The policewoman screamed rudely to me to sign the papers

Date & Time 2021-05-05
Location Slunjčica, Croazia
Reported by No Name Kitchen
Coordinates 45.07860982, 15.58822428
Pushback from Croatia
Pushback to Bosnia
Taken to a police station yes
Minors involved no
WLTI* involved no
Men involved yes
Age 18 - 21
Group size 3
Countries of origin Afghanistan
Treatment at police station or other place of detention fingerprints taken, photos taken, personal information taken, papers signed, no translator present
Overall number of policemen and policewomen involved Unknown
Violence used no violence used
Police involved Officers described by the respondent as "Croatian police officers"

This testimony describes the respondent’s first pushback from Croatia to Bosnia and Herzegovenia. The testimony titled, “Now I have no idea what to do, we will try again and again”, recounts the respondent’s second pushback from the Croatia to Bosnia and Herzegovina.

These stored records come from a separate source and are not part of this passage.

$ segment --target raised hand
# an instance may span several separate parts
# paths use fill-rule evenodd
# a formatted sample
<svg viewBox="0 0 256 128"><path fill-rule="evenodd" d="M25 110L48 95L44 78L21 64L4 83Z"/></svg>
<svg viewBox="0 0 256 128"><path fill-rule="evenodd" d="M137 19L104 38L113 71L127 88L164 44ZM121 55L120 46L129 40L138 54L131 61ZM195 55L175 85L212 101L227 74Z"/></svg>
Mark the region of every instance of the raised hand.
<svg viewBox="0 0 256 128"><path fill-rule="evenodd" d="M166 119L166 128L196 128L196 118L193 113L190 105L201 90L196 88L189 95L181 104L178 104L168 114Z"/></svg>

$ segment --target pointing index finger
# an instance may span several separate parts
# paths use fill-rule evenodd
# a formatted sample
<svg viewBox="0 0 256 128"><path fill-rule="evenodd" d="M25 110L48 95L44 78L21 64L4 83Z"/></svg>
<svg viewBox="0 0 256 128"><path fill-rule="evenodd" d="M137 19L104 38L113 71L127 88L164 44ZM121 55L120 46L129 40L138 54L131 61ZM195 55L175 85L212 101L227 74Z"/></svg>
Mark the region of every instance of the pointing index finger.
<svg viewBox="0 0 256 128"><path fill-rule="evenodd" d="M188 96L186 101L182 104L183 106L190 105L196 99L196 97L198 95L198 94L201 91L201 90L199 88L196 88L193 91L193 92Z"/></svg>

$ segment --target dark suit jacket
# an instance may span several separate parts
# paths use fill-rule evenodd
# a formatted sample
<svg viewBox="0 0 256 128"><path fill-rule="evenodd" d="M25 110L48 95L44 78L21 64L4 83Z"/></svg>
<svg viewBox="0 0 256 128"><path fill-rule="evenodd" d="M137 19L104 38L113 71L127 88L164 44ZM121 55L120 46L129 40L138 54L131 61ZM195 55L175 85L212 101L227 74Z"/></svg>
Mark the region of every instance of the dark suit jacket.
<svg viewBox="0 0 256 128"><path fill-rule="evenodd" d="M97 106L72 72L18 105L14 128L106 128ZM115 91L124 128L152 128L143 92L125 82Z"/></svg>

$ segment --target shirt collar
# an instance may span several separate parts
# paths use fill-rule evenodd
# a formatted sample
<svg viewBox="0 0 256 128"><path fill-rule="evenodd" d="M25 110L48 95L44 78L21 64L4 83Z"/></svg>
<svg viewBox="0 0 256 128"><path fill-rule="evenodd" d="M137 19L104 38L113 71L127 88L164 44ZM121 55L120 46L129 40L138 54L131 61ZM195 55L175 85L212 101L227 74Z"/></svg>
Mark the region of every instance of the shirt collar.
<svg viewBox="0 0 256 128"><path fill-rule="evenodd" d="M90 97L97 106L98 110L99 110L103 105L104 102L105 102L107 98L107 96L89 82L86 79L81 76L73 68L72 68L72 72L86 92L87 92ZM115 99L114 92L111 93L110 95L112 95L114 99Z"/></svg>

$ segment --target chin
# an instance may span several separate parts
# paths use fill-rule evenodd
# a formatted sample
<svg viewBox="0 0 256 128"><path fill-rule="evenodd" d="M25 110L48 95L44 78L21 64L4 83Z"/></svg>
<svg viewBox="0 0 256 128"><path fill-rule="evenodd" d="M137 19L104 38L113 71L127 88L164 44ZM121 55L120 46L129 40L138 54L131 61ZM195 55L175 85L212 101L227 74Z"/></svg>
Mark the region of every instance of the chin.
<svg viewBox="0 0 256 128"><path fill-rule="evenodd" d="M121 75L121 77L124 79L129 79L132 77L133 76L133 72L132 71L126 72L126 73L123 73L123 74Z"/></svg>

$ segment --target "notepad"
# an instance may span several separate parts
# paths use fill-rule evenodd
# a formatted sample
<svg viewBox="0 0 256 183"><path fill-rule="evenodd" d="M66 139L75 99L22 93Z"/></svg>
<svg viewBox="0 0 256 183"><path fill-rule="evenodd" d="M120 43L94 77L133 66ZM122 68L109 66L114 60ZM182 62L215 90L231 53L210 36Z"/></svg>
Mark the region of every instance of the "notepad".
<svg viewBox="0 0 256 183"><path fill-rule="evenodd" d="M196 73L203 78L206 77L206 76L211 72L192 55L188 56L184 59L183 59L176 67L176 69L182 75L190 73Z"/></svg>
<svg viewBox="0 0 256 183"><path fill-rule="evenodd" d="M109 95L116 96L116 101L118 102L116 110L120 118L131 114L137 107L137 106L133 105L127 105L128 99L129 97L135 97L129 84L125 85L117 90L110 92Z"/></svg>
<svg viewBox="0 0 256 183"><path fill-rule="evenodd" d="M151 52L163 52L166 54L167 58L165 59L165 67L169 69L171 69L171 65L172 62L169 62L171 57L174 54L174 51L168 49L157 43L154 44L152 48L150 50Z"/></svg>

The respondent, an 18-year-old man from Afghanistan, was travelling with two other guys from Afghanistan (both aged 21) when they crossed the border from Bosnia and Herzegovina into Croatia. They were reportedly about 35 kilometers from the border when they were seen by a local man who they believe called the police. The group continued walking down a road behind a river. It was about 11 o clock in the morning. 

The respondent recalled a man in uniform arriving at their location and bringing them by car to a nearby building resembling a police station, where an officer reportedly told them they would be transferred to Zagreb so they could stay in Croatia for their asylum procedure. The respondent described how he told them they have been really lucky. The respondent then recalled a male officer and a female officer taking their pictures and asking them to sign some papers. The respondent, who had the best English in the group, explained to his two friends that the papers were “Eurodac” documents for the Dublin procedure in Croatia. He recalled how:

“The policewoman screamed rudely to me to sign the papers, so we signed and we thought that they would have brought us to Zagreb to start the asylum procedure”.

The three guys were then reportedly taken one by one into a room where they had to wash their hands and put their fingers on a machine to take their fingerprints. The respondent remembers they did this in what he described as a small storage room, not an office:

“it was a dark, weird place, not official for sure, they weren’t sitting on chairs but on truck wheels.”

After that, they were reportedly transported in a car by familiar officers which they thought would bring them to Zagreb, but after getting out of the car, they realised they were close to Bosnia again.

They were then pushed back over the border, and walked for about four hours to reach Velika Kladusa again.